Déjà, en janvier 2010, le 7e rapport du COR « Annuités, points ou comptes notionnels » examinait la faisabilité du passage en points ou en comptes notionnels. Il faisait toutefois remarquer que la transition risquait d’être très complexe et très coûteuse. Le rapport mettait en avant l’intérêt d’une remise à plat des dispositifs de redistribution et de solidarité.
Les cotisations achètent des points : valeur d’achat du point.
Le total accumulé des points permet de calculer la pension :
valeur de service du point.
Le taux de retour (rendement technique) :
valeur de service/valeur d’achat = en fonction du nombre
d’années permettant de retrouver ses cotisations.
Les comptes notionnels
Les cotisations sont transcrites comme un capital en euros.
Ce capital est revalorisé d’un taux de rendement : des placements pour la capitalisation, le PIB (ou les salaires, ou l’inflation) pour la répartition.
Les comptes notionnels sont des systèmes à points dont on s’interdit de baisser en cours d’acquisition la valeur du stock de points.
Le total de ce capital est divisé par le nombre d’années à vivre = la pension
La technique des comptes notionnels privilégie l’objectif d’équilibre financier : cotisation définie et baisse des retraites si besoin.
Haro sur la conquête du CNR
Le Conseil National de la Résistance avait établi que « chacun [payait] selon ses moyens et [recevait] selon ses besoins ».
Ce sont donc bien les fondamentaux du système de retraite de la Sécurité sociale qui sont visés : les mécanismes de redistribution et de solidarité, leurs financements.
La retraite, branche de la Sécurité sociale, est redistributive et solidaire, elle a vocation à corriger de manière mutualisée les aléas et les accidents rencontrés par les citoyen·nes au cours de leur vie. Elle contribue, avec les autres branches, à la mise en œuvre du principe d’égalité et à la constitution de la citoyenneté.
La mesure de la redistribution et de la solidarité est illustrée par la réduction de 1 à 4 pour les retraites de l’écart des salaires qui, lui, est de 1 à 8. Le principe 1 euro cotisé donnant le même droit pour toutes et tous renvoie à une stricte contributivité et s’écarte des valeurs de la Sécurité sociale.
Il n’est pas inutile de rappeler qu’au total, la redistribution et la solidarité représentent 28 % d’une retraite moyenne.
Redistribution et solidarité
Elles sont dans la ligne de mire de la réforme Macron. Les critiques portent sur les mécanismes de redistribution qui seraient « implicites », c’est-à-dire peu lisibles, ne répondant plus à leurs objectifs.

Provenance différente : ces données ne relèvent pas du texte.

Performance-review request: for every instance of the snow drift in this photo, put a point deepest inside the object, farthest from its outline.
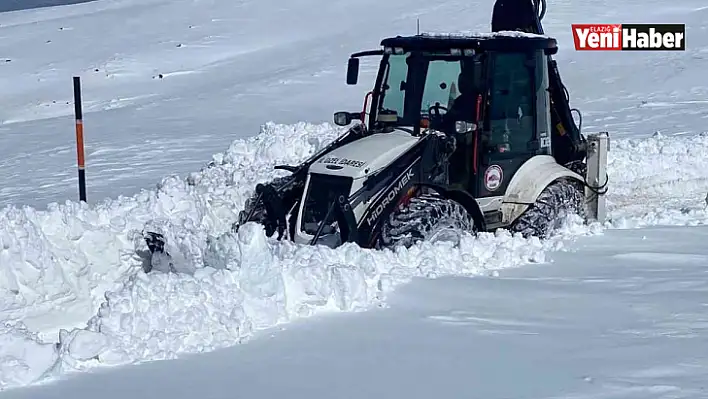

Les critiques vont également en direction des mécanismes de solidarité qui ne seraient plus adaptés aux conditions sociales d’aujourd’hui et ne seraient ainsi plus justifiés.
Vers une étatisation totale ? Vers une suppression des régimes de retraites ?
Au minimum, il faut s’attendre à une mise sous stricte tutelle de l’État. La retraite serait réduite à un sujet budgétaire annuel ouvrant ainsi la voie à un financement accru par l’impôt et donc à l’autorité de l’État.
La mise à l’écart des organisations syndicales est par contre toujours à l’ordre du jour.
- L’individu est un sujet avec des droits inaliénables.
- Un financement fondé sur le travail et la création de richesses dans l’entreprise.
- Les cotisations sont un salaire socialisé, le/la travailleur·euse perçoit un salaire net et ses cotisations qu’elles soient ouvrières ou dites « patronales » sont un salaire différé versé à la Sécurité sociale.
- La Sécurité sociale doit combiner assurance et solidarité collective, chacun·e est assuré de recevoir en contrepartie d’un apport de sa part : « je cotise selon mes moyens, je reçois selon mes besoins ».
- Un financement solidaire par répartition :
- entre générations pour les retraites,
- entre bien portants et malades pour la maladie,
- entre celles et ceux qui ont des charges familiales et celles et ceux qui n’en ont pas,
- entre celles et ceux qui ont un emploi et celles et ceux qui se retrouvent au chômage.